Best practices for navigating file structure via terminal?

Father_Redbeard@lemmy.ml to Linux@lemmy.ml – 191 points –

I've just started my Linux journey earlier this year. As a goal to learn how to self-host applications and services that will allow me to take back some control of my data. Immich instead of Google Photos, for example.

I have a local server running Unraid and 22 docker containers now. And then a VPS (Ubuntu 20.04 LTS) running two apps. I've learned a ton but one thing I can't seem to wrap my brain around is navigation through the file structure using only terminal. My crutch has been to open a SFTP session in Cyberduck to the same device I'm SSH'd to and try to figure things out that way. I know enough to change directories, make directories, using Tree to show the file structure at different levels of depth. But I feel like I'm missing some efficient way to find my way to files and folders I need to get to. Or are y'all just memorizing it and know where everything is by now?

I come from a Windows background and even then I sometimes catch myself checking via explorer where a directory is instead of using CMD or PowerShell to find it.

I'd love to hear any tips or tricks!

EDIT: I've been using Termius because they have a great Android client, but I wasn't about to pay $5/mo for sync. Especially to sync to someone else's cloud. Which led me to Tabby, which I understand has quite a large footprint resource-wise. But I guess I either don't know enough yet to be mad about it or it hasn't impacted any of my systems negatively yet. No Android client though, but you can bring your own sync solution and it has a handy little shortcut to SFTP to the current directory you're in. Between that and stuff like ranger, it's made it so much easier to learn my way around!

135

You are viewing a single comment

Vifm is ridiculously customizable but also assumes that you're competent with the modal paradigm of Vim.

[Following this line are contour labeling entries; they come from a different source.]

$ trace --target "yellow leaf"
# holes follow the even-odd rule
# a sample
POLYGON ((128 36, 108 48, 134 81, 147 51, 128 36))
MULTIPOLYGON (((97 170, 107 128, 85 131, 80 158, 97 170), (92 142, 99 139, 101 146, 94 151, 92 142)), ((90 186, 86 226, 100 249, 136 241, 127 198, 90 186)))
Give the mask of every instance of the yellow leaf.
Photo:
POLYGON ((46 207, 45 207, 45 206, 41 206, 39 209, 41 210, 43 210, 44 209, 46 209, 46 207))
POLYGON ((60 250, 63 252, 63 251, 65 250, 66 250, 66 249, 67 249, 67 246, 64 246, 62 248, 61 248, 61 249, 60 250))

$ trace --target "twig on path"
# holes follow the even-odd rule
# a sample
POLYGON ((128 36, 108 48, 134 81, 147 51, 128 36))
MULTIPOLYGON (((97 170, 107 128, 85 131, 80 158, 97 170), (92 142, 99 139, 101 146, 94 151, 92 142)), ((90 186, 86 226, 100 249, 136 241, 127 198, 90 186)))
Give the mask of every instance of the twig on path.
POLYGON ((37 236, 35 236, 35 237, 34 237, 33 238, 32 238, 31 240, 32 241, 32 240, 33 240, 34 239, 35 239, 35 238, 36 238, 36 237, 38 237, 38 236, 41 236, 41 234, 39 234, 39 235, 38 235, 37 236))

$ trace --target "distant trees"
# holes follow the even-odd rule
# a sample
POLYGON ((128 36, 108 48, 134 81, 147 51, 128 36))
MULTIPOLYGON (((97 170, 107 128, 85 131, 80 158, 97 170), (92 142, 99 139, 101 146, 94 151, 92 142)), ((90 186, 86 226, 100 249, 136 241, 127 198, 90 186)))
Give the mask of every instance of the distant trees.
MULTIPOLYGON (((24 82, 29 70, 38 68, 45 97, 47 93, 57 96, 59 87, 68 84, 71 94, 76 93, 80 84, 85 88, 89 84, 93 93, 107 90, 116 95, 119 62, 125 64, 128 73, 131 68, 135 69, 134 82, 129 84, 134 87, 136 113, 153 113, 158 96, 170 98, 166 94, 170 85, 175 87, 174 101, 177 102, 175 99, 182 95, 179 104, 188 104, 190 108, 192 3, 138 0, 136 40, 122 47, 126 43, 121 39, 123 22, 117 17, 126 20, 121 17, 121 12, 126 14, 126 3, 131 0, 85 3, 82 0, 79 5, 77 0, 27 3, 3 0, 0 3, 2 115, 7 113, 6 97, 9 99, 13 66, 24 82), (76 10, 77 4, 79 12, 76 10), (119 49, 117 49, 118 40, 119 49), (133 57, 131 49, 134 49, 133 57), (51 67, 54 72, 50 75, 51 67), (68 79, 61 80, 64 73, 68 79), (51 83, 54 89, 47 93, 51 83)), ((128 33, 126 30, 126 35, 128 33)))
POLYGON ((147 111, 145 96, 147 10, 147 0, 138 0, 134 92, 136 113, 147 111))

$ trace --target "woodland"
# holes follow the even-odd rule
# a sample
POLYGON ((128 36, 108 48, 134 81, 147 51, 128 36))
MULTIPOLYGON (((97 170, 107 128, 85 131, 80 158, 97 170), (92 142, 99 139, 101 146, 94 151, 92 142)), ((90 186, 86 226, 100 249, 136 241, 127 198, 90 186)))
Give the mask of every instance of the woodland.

If you're in a WM, you can use a terminal emulator with SIXEL support (Alacritty is no longer maintained but Wezterm is great) and you can get image previews as well.

Even on a headless server, I love being able to predefine bookmarks.

A simple workflow would be, 'e goes to '/etc/'. HJKL to whatever directory I want, ZZ, then there I am.

There's so much more that can be done, though.

Edit: It looks like alacritty is alive! No idea why I had thought that it had been abandoned. Apologies for the accidental gaslighting.

When did alacritty die? I thought it was still actively maintained. Maybe I missed an important commit somewhere but it looks active as of now?

Maybe I was wrong? Gonna check again. Alacritty was my fave. Hopefully I misread something.

Perhaps when it was under jwilms original repo and now its under the alacritty org. Looks like it's going strong and moving from yaml to toml config, which makes me happy.